2人の身体が浄化された。すると、喜平さんから涙が溢れた。


「サーシャ、本当にありがとう。これで、私達はゾンビハウスの呪縛から解放された。君も幸せになってくれ。あ---り--がとう」


3人が浄化されると同時に、ゾンビハウスの空間全てが光輝いた。その時、どこからともなく、『ありがとう』と数多くの感謝の声が聞こえた。



----光が収まると、空間には清涼感と静けさが漂っていた。


「イリス、フィン、泣いているの?」


「お姉様、ゾンビハウスには一体どれだけの人々が囚われていたのでしょうか?みんなが私達にお礼を言っていました。」


「師匠、私、ゾンビハウス製作者が許せないです。多くの人達がお礼と自分達の仇を討って欲しいと言っていました。」


「そうね、ゾンビハウスには全部で10個の異空間があって、合計するとおよそ千人の人々がいたわ。その殆どの魂が邪王に喰われてしまったけど、大凡10%程のゾンビが魂を宿していた。皆、仇を討って欲しいと願っていたわね。ダンジョンコアを掌握することで、製作者が何者かがわかった。名前は、涼見凌一、日本から異世界スフィアタリアへ召喚されたメンバーの1人よ。ただし、涼見は召喚されてから、最低でも500年は経っているわ。」


「師匠、その人は生きているんですか?」


「生きているわ。死んでいたなら、ダンジョンコアには別の名前が刻まれているはず。必ず見つけだして八つ裂きにしてやる。涼見もゾンビハウスに異常が起こったことに気がつくはず。近いうちに会えるでしょうね。」


「お姉様、その男にダンジョンコアを奪われる危険性はないんですか?」


「それに関しては、大丈夫よ。ゾンビハウスとマルコ遺跡のダンジョンコア自体に『ディストーションフィールド』を付加させてあるし、発動すればすぐにわかるわ。」


発動した瞬間、そこに転移して、涼見をボコボコにしてやる。


「あー!嘘〜なにこれ〜!フィン、イリス、自分のステータスを見てみなよ。」


「おい、嘘だろ!サーシャ様が俺達に魔力を求めたのは、これを実現させるためだったのか!」


リッカも、ジンも気が付いたわね。


「ふぇ、ステータス?ふぇ〜〜〜、なにこれ〜〜〜!し、し、師匠、き、き、基礎能力値が19000になっているんですが!」


「にゃ〜〜〜、お、おお姉様、私も魔力が26000、それ以外も10000になっているんですけど、なにをしたんですか!」


お〜、お〜、2人とも全身震えながら喋っているから変な感じだ。


「あのサーシャ様、俺も改造してもらった当初は、36000位だったのが、20万まで上がっているんですが!」


「私も32000位だったのが18万位になってます!」


お〜、ジンもリッカもかなり上がったわね。2人には邪神の加護が付いているから、上がり方も半端じゃないわね。Aクラス邪族から神獣に改造したせいで、基礎能力値が大幅に増加し、レベル1からのスタートになった。それが、今は55と52か。リッチを完全に追い越してしまった。
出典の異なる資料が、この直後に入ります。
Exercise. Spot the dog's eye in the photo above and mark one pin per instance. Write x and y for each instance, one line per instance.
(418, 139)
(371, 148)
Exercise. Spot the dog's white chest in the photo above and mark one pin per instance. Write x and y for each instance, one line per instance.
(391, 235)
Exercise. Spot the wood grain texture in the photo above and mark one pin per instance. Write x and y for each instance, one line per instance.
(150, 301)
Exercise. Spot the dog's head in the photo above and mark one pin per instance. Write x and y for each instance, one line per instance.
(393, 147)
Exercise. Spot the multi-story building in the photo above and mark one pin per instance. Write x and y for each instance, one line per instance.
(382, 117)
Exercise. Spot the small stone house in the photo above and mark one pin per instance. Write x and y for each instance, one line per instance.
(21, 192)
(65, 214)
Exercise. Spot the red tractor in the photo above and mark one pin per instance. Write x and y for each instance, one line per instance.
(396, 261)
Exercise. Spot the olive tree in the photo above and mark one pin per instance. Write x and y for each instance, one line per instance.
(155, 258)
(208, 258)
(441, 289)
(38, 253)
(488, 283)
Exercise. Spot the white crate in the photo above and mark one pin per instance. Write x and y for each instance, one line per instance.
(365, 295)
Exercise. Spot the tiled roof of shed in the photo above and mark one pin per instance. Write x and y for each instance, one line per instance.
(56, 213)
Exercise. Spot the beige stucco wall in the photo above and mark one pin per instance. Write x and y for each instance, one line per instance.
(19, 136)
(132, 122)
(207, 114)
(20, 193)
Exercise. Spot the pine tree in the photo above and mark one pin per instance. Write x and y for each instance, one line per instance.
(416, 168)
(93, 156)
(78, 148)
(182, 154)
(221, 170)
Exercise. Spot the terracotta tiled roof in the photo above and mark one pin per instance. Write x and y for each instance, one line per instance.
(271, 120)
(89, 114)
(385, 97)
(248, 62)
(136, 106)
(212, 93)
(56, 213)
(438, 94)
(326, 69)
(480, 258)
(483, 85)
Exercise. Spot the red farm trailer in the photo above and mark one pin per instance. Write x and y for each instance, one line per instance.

あ、自分のを見てなかった。ステータスを見ると、-----ちょっと!


【運以外のステータスは、上限の1億を超えたため、表示出来ません。】


「ちょっと何よ、これ!なんで私だけ表示出来ないのよ!」

「ひゃ!師匠、どうしたんですか?」


「私のステータスが表示されなくなったのよ。上限の1億を超えたせいですって。」


「「「「え?ということは、最低でも1億!」」」」


私の数字を言った瞬間、4人全員震え上がった。邪神のせいか、レベルアップ時の能力値増加が非常に大きい、というか大きすぎる。絶対、管理世界のシステムにエラーが生じているわね。
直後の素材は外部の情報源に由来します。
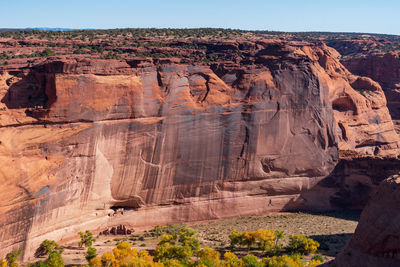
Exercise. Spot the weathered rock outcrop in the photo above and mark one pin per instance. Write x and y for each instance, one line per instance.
(167, 142)
(376, 239)
(385, 69)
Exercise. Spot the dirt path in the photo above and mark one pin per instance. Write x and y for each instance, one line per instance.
(331, 229)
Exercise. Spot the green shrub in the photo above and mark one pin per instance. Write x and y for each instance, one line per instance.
(12, 258)
(90, 254)
(87, 239)
(282, 261)
(47, 247)
(250, 261)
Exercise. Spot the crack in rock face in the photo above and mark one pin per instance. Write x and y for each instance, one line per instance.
(99, 143)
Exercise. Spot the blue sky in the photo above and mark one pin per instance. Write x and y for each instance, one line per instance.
(380, 16)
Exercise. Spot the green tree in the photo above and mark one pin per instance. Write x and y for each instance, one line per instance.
(90, 254)
(12, 258)
(46, 247)
(87, 239)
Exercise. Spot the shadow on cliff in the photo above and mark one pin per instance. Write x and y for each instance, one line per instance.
(34, 92)
(330, 245)
(350, 185)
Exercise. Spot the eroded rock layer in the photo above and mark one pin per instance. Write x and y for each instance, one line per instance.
(376, 239)
(385, 69)
(178, 142)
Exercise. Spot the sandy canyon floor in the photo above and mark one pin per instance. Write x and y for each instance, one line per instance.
(330, 229)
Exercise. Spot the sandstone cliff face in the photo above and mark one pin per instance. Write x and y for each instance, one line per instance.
(376, 239)
(175, 142)
(385, 69)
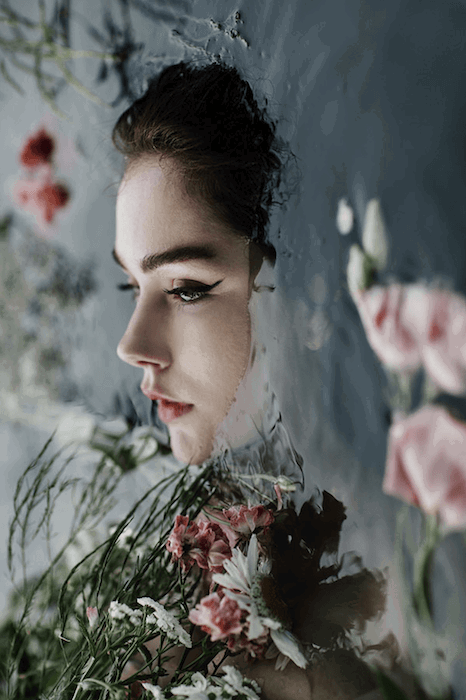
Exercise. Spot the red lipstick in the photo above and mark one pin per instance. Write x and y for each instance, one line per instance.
(167, 409)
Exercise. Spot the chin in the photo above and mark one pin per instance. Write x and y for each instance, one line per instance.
(190, 449)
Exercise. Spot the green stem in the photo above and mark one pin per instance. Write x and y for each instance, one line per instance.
(422, 561)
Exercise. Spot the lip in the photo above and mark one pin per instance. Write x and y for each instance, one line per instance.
(167, 409)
「そうそう答えを言ってなかったわね。これはね、ゾンビハウスクリアボーナスと全てのゾンビを浄化した時に生じた経験値よ。それらが合わさって、レベルがプラス40アップになったのよ。ただ、これだけは覚えておきなさい。この経験値は、亡くなった人々の経験値でもあるの。亡くなった人々を幻滅させないよう心がけて、これからも生きていきなさい。」


「そうか、ゾンビハウスのゾンビは全員が元人間、あの人達の言葉は、確かに頭に響いてきました。【ありがとう、少ないがあなたの強さに繋がりますように。どうか仇を討って下さい。】と色々と言っていました。あれは、こういう意味だったんですね。師匠、このレベルアップで慢心せず、もっと強くなっていきたいと思います。あと、師匠はどれだけ強いんですか!」


「お姉様、私も亡くなった人々に対して、恥ずかしくない生き方をしていきます。このレベルアップを無駄にしません。あと、非常識にも限度がありますよ。1億てなんですか、1億て!」


フィンとイリス、亡くなった人々にお礼を言いつつ、私にナイスツッコミをいれてるわね。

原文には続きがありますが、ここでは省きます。